Author: Holly B

Third-year medical student

Medicine as an ethically driven profession

Ethics is the theory of moral behaviour and deals with the concepts of ‘good’ and ‘bad’ (1). Medicine is an ethically driven profession due to the trust placed in doctors to do good for their patients and the responsibility that this brings. It is therefore paramount that medical ethics provide a high moral standard to which doctors must adhere.

Medical ethics are also needed to guide doctors through difficult decisions regarding patient care and to ensure they are always acting in accordance with the wishes and best interests of their patients (2).

The Hippocratic Oath

The moral responsibilities of being a doctor have long been recognised. The Hippocratic Oath, which dates back to at least 400 BC, is considered the earliest expression of medical ethics and reflects some of the pillars of medical ethics used today (3). The four basic pillars of medical ethics are beneficence, non-maleficence, justice, and autonomy (4). At a glance, these principles appear simple, and there are many examples of clearly unethical medical decisions. Yet ethical dilemmas are common within medicine, and there is not always an agreed-upon ‘right’ decision.

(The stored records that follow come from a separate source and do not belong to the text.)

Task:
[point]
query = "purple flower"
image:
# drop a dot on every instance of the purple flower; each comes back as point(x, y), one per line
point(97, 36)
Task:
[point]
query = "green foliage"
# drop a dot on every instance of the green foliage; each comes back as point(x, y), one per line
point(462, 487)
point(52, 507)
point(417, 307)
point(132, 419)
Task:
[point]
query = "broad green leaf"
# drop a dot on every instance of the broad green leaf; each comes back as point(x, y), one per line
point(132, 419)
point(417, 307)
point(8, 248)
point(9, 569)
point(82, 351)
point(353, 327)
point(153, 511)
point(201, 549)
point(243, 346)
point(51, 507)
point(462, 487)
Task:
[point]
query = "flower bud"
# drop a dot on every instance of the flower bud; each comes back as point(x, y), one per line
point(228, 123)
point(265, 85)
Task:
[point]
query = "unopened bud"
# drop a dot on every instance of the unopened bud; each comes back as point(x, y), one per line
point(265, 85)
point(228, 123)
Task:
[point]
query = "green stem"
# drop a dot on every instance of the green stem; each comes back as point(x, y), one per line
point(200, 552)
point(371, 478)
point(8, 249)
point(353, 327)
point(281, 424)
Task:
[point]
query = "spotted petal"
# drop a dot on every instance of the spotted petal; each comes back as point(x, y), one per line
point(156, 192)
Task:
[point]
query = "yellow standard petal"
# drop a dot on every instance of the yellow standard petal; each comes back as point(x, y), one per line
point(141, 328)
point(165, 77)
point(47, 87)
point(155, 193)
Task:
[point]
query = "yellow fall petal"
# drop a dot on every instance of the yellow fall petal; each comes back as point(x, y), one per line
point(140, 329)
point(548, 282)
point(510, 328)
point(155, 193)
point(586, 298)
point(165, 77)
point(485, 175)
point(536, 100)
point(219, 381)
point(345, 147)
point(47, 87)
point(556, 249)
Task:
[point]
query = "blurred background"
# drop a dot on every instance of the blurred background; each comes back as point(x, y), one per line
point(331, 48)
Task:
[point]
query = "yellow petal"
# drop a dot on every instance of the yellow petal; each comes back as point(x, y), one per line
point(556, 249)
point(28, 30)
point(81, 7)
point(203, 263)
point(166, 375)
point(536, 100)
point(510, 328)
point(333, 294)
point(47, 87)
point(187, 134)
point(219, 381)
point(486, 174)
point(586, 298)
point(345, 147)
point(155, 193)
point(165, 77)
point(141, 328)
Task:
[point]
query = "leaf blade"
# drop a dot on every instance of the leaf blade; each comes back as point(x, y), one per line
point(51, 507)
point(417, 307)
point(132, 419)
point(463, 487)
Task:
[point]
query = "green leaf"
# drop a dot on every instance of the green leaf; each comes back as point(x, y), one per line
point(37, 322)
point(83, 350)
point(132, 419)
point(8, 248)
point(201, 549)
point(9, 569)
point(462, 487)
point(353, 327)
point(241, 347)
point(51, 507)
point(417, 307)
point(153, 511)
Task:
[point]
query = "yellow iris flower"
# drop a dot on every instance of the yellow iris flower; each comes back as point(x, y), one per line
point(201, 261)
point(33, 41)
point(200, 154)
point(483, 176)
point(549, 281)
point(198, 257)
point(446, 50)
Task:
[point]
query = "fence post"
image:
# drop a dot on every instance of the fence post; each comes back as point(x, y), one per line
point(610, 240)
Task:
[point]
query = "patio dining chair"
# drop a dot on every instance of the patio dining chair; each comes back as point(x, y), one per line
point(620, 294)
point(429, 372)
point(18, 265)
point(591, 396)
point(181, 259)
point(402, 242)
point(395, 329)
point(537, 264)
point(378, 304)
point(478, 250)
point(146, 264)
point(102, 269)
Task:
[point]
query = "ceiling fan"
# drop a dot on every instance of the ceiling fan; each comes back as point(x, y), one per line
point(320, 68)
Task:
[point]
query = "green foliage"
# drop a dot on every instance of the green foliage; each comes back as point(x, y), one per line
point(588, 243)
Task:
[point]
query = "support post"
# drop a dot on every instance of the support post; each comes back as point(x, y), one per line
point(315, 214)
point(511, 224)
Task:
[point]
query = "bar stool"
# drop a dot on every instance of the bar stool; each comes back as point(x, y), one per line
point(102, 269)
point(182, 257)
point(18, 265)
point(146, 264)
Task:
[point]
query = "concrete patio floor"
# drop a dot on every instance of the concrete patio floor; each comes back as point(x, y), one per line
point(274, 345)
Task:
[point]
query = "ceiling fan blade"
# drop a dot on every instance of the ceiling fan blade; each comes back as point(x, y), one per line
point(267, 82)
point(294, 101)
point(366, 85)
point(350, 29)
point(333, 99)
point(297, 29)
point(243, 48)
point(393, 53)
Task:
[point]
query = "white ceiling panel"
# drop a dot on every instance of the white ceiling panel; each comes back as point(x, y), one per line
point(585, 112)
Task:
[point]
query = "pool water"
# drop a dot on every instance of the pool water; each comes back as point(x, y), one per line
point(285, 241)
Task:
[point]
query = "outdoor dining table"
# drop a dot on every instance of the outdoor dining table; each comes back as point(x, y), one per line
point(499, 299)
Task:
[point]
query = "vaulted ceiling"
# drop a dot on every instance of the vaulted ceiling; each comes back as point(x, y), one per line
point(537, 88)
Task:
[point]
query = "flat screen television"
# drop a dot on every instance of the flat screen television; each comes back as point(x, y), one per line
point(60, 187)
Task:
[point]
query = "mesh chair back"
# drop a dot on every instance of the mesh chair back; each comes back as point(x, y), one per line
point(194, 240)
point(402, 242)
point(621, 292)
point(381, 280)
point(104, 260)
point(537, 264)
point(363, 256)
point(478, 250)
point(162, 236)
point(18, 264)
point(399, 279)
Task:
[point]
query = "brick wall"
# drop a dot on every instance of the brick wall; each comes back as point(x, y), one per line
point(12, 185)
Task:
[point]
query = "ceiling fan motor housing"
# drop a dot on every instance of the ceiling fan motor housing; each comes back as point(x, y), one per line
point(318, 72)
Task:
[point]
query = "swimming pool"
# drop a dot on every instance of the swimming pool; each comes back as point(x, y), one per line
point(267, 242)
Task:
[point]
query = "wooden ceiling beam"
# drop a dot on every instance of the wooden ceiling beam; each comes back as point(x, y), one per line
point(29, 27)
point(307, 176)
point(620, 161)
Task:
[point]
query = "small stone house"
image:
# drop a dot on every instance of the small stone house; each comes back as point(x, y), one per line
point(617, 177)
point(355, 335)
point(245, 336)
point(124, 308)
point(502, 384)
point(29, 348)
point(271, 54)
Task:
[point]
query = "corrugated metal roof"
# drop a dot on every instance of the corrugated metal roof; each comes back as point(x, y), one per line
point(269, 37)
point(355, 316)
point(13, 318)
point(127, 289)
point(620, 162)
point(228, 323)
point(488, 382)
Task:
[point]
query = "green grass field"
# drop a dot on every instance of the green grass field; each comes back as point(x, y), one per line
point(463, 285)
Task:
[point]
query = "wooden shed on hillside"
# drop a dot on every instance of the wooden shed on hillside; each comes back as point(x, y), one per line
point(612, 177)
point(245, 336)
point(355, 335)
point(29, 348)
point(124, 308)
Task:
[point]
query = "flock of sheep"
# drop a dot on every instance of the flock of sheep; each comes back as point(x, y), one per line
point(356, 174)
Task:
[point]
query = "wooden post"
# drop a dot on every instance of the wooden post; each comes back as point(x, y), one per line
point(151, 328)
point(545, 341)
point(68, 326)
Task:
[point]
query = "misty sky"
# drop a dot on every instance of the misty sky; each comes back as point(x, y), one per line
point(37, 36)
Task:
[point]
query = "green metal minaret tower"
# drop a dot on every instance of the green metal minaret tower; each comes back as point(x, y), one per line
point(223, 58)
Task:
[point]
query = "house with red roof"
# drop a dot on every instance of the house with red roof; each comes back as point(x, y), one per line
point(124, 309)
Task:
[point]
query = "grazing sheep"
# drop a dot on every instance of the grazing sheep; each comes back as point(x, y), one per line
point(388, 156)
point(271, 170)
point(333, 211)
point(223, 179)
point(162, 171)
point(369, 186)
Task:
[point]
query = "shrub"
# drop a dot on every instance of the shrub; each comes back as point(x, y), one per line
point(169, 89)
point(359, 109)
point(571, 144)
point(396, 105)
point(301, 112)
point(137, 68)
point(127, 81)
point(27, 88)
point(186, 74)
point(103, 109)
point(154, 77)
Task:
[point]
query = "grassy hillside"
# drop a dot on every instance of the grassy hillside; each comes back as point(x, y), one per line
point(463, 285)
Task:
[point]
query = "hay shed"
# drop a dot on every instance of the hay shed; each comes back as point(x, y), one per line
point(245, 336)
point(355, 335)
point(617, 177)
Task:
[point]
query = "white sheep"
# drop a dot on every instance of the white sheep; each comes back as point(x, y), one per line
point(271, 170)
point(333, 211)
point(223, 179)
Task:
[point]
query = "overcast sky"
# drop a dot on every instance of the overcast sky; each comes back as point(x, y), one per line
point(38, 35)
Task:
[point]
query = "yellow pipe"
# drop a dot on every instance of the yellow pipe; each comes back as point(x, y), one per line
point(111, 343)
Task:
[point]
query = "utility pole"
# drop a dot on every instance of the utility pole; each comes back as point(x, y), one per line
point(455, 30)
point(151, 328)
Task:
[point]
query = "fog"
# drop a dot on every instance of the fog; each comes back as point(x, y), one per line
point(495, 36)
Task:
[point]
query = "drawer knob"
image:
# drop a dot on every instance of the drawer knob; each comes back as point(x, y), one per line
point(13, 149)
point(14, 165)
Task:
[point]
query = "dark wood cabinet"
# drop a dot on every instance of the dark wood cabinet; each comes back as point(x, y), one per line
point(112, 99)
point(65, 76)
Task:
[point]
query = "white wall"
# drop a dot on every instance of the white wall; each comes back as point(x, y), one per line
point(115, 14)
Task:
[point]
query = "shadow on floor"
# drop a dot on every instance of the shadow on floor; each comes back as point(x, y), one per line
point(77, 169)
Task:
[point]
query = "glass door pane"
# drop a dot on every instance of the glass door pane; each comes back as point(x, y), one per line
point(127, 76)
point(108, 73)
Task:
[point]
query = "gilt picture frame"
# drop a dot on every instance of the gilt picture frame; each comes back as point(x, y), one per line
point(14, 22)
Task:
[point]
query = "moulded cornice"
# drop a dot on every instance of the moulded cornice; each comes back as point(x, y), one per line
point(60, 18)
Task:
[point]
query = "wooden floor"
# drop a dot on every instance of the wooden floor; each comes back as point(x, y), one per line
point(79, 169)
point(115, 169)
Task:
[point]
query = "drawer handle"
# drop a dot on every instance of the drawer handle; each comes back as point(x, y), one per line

4 pillars of medical ethics

The pillar of beneficence

The pillar of beneficence is about promoting the good of others. In medicine means acting in a way that helps your patients. The most obvious example of this is providing up to date, evidence-based treatments to your patients with the aim of reducing their symptoms or treating their illness (4).

Tuskegee Syphilis Trial

An extreme example of the principle of beneficence being neglected is the Tuskegee Syphilis Trial. It was carried out by the US Public Health Service from 1932 to observe the natural history of syphilis. In this trial, hundreds of African Americans who were found to have syphilis were told that they had ‘bad blood’. They were offered free meals, health care and burial insurance if they took part in the trial. They were not fully informed that they had syphilis and were not offered any treatment even when penicillin was found to be effective in 1947.

The trial was only stopped in 1972 when an advisory panel found it unethical (5). These patients were known to have a disease that if untreated, can cause serious damage to the heart, nervous system and brain and can even cause death and were not given a known effective treatment. The doctors involved failed to help their patients, instead focussing on their research goals which was a gross betrayal of research ethics and beneficence.

The pillar of non-maleficence

Non-maleficence refers to not causing harm to your patients (6). This principle spans a range of applications such as doctors maintaining medical competence and not giving patients treatments where the risks outweigh the benefits. It seems obvious that doctors would not want to harm their patients, yet there are countless examples of when this principle has been disregarded.

Examples of the principle of non-maleficence being neglected

Harold Shipman was an infamous GP in England who qualified in 1970 and was found guilty and sent to prison for killing 15 of his patients and is suspected of killing hundreds more. He targeted elderly and vulnerable patients and gave them high-dose opiates ending their lives (7).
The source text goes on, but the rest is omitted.